We Still Live Within the Mediated, Alienated World of “The Moviegoer” - greenie_beans
https://www.newyorker.com/culture/culture-desk/we-still-live-within-the-mediated-alienated-world-of-the-moviegoer
======
keane
Paul Elie does a wonderful job explaining the book. This novel indeed takes
everydayness and "makes it the subject of fitful philosophical inquiry", which
is for many the most rewarding type of fiction.

Almost all readers understand the novel as an exploration of "the sickness of
modern Western society". However, that theme is present incidentally owing to
the book primarily being an examination of man's existence as a created being,
which many readers and reviewers miss. Elie very importantly includes Percy's
own words explaining that he set out to persuade the reader of the Christian
concept "that man is more than an organism in an environment... He is a
wayfarer and a pilgrim".

How does Percy do this? He explores human solitude, being "alone [while] in a
crowd", as felt by his main character Binx, a materialist and skeptic who is
suddenly drawn to "the pilgrim’s search outside himself, rather than the
guru’s search within" (in the book referred to as The Search).

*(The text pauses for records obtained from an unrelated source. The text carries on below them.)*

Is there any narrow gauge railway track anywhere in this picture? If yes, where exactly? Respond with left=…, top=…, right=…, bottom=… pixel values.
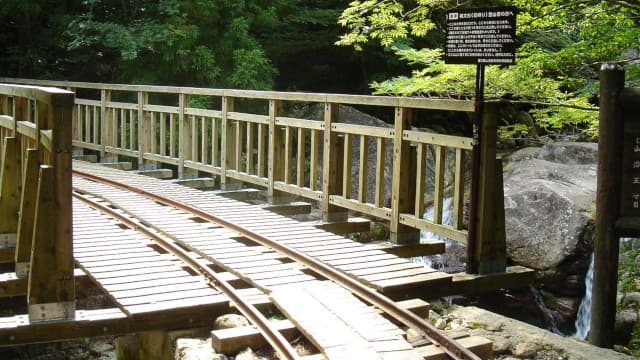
left=73, top=170, right=480, bottom=360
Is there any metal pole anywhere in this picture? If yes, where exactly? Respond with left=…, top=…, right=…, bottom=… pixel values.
left=467, top=64, right=484, bottom=274
left=589, top=64, right=624, bottom=348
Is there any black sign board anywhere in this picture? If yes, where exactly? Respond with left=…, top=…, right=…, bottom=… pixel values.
left=444, top=6, right=517, bottom=65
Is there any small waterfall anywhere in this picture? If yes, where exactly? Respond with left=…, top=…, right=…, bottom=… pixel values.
left=411, top=197, right=464, bottom=272
left=529, top=285, right=562, bottom=334
left=574, top=254, right=593, bottom=340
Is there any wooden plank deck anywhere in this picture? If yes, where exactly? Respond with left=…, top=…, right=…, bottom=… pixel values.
left=271, top=282, right=420, bottom=360
left=74, top=161, right=451, bottom=294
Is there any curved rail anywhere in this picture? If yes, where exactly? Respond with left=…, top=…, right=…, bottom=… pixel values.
left=73, top=191, right=300, bottom=360
left=73, top=170, right=480, bottom=360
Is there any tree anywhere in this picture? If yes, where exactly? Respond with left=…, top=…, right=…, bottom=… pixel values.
left=60, top=0, right=276, bottom=89
left=337, top=0, right=640, bottom=136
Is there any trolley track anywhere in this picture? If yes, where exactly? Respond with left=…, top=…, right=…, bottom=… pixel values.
left=74, top=170, right=479, bottom=359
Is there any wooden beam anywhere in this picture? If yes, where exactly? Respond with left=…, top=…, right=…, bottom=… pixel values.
left=0, top=137, right=22, bottom=235
left=313, top=218, right=371, bottom=234
left=0, top=296, right=229, bottom=347
left=475, top=104, right=507, bottom=274
left=211, top=320, right=300, bottom=354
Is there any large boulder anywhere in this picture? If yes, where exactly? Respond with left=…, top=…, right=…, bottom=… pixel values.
left=504, top=143, right=597, bottom=273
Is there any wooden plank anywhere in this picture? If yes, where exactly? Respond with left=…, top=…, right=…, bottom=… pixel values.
left=382, top=240, right=445, bottom=258
left=211, top=320, right=300, bottom=354
left=372, top=272, right=451, bottom=293
left=417, top=336, right=493, bottom=360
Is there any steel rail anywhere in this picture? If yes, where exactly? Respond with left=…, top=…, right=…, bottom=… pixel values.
left=73, top=170, right=480, bottom=360
left=73, top=190, right=300, bottom=360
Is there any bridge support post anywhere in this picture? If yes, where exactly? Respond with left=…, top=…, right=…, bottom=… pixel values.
left=389, top=107, right=420, bottom=244
left=322, top=103, right=349, bottom=222
left=473, top=104, right=507, bottom=274
left=27, top=96, right=76, bottom=321
left=0, top=137, right=22, bottom=247
left=15, top=149, right=40, bottom=278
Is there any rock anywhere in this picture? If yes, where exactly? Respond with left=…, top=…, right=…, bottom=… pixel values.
left=540, top=291, right=580, bottom=317
left=213, top=314, right=249, bottom=330
left=405, top=328, right=423, bottom=342
left=504, top=160, right=596, bottom=270
left=235, top=348, right=261, bottom=360
left=505, top=141, right=598, bottom=165
left=622, top=292, right=640, bottom=308
left=175, top=339, right=222, bottom=360
left=486, top=321, right=504, bottom=332
left=90, top=341, right=115, bottom=354
left=615, top=310, right=638, bottom=345
left=513, top=342, right=538, bottom=358
left=491, top=336, right=511, bottom=355
left=449, top=319, right=464, bottom=331
left=429, top=310, right=442, bottom=325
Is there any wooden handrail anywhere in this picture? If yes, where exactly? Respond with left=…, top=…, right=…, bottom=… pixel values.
left=0, top=84, right=75, bottom=321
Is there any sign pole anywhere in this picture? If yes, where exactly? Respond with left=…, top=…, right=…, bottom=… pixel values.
left=466, top=64, right=485, bottom=274
left=444, top=6, right=518, bottom=274
left=589, top=64, right=624, bottom=348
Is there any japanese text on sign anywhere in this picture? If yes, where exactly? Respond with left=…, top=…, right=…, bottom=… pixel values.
left=620, top=119, right=640, bottom=217
left=445, top=7, right=516, bottom=65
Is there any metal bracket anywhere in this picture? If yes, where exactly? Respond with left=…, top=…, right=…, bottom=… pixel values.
left=138, top=163, right=158, bottom=170
left=29, top=301, right=76, bottom=322
left=16, top=261, right=31, bottom=279
left=0, top=233, right=18, bottom=248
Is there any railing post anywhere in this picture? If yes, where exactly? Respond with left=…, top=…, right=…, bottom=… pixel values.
left=267, top=100, right=284, bottom=202
left=589, top=64, right=631, bottom=348
left=322, top=103, right=349, bottom=222
left=27, top=94, right=76, bottom=321
left=474, top=104, right=507, bottom=274
left=178, top=93, right=195, bottom=179
left=138, top=91, right=156, bottom=170
left=220, top=96, right=240, bottom=190
left=389, top=107, right=420, bottom=244
left=100, top=89, right=116, bottom=162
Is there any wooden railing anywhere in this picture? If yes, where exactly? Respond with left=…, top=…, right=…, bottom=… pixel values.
left=0, top=84, right=75, bottom=321
left=0, top=79, right=504, bottom=272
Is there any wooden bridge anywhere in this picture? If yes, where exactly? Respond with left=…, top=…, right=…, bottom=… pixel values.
left=0, top=79, right=531, bottom=358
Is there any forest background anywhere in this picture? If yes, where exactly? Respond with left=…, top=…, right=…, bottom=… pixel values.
left=0, top=0, right=640, bottom=139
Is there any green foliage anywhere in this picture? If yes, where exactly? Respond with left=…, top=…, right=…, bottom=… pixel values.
left=336, top=0, right=640, bottom=137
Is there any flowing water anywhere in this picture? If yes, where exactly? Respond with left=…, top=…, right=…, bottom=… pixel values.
left=411, top=197, right=466, bottom=272
left=574, top=254, right=593, bottom=340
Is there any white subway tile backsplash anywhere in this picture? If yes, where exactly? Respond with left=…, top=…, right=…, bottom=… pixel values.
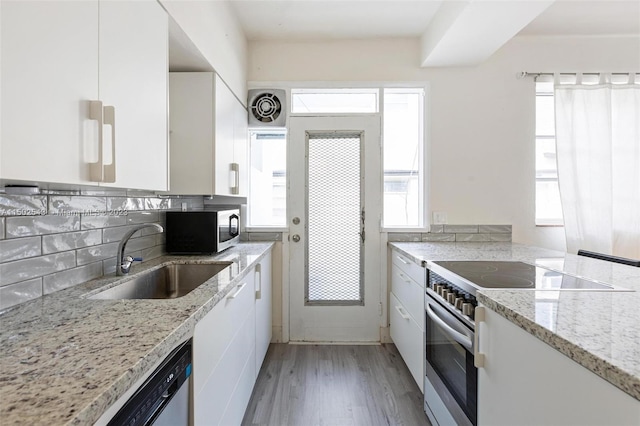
left=387, top=232, right=422, bottom=243
left=0, top=278, right=42, bottom=310
left=141, top=246, right=165, bottom=260
left=125, top=212, right=159, bottom=224
left=5, top=216, right=80, bottom=238
left=456, top=233, right=489, bottom=242
left=387, top=225, right=511, bottom=242
left=0, top=194, right=47, bottom=216
left=49, top=196, right=107, bottom=215
left=422, top=233, right=456, bottom=243
left=102, top=225, right=152, bottom=243
left=0, top=193, right=204, bottom=309
left=0, top=251, right=76, bottom=285
left=42, top=262, right=102, bottom=294
left=444, top=225, right=478, bottom=234
left=0, top=237, right=42, bottom=262
left=125, top=235, right=156, bottom=252
left=478, top=225, right=511, bottom=234
left=107, top=197, right=146, bottom=212
left=429, top=225, right=444, bottom=234
left=76, top=242, right=118, bottom=265
left=489, top=234, right=511, bottom=243
left=80, top=215, right=127, bottom=229
left=144, top=198, right=171, bottom=210
left=42, top=229, right=102, bottom=254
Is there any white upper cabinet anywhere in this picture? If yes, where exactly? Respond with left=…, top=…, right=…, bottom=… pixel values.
left=99, top=0, right=169, bottom=190
left=169, top=72, right=248, bottom=196
left=0, top=0, right=99, bottom=183
left=0, top=0, right=168, bottom=190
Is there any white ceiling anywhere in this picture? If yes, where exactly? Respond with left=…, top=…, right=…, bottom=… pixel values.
left=231, top=0, right=442, bottom=41
left=230, top=0, right=640, bottom=41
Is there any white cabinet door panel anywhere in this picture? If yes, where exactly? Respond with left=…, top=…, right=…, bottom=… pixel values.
left=194, top=302, right=255, bottom=426
left=391, top=265, right=424, bottom=329
left=214, top=74, right=237, bottom=195
left=478, top=309, right=640, bottom=426
left=99, top=0, right=168, bottom=190
left=0, top=0, right=98, bottom=183
left=391, top=250, right=426, bottom=287
left=255, top=252, right=272, bottom=377
left=389, top=293, right=425, bottom=392
left=193, top=272, right=255, bottom=395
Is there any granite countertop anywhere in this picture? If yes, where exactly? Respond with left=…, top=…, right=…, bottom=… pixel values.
left=389, top=242, right=640, bottom=400
left=0, top=243, right=273, bottom=425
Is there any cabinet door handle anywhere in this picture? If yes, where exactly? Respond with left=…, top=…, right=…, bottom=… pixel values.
left=227, top=283, right=247, bottom=299
left=103, top=106, right=116, bottom=183
left=89, top=101, right=104, bottom=182
left=473, top=306, right=485, bottom=368
left=254, top=263, right=262, bottom=300
left=396, top=306, right=411, bottom=320
left=398, top=272, right=411, bottom=283
left=231, top=163, right=240, bottom=195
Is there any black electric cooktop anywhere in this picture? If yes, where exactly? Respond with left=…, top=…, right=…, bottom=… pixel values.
left=433, top=260, right=614, bottom=290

I ultimately disagree with the wording of Elie's conclusion, as I think would
Percy. Binx is befuddled by the mystery of existence, as many of us spend time
being. But I don't think Percy means to draw attention to the existence of The
Search only to suggest we must forever be searching. I wrote about this aspect
of the book in 2015 which you can read here:
[http://liamk.org/moviegoer/](http://liamk.org/moviegoer/)

------
firebones
Fascinating that it beat out both "Catch-22" and "Franny and Zoey" for the
award in 1961. Perhaps, as the author implies, it was its introduction of
experience outside of the Heller/Salinger milieu that readers found refreshing
for a change.

------
wayanon
I hoped this would be an article on the issues surrounding the classification
of certain people as ‘moviegoers’.

------
madspindel
> “one a bad imitation of Thomas Mann,” he later said, “the other a worse
> imitation of Thomas Wolfe—which is very bad indeed.”

I wonder if he has read about mimetic theory by René Girard?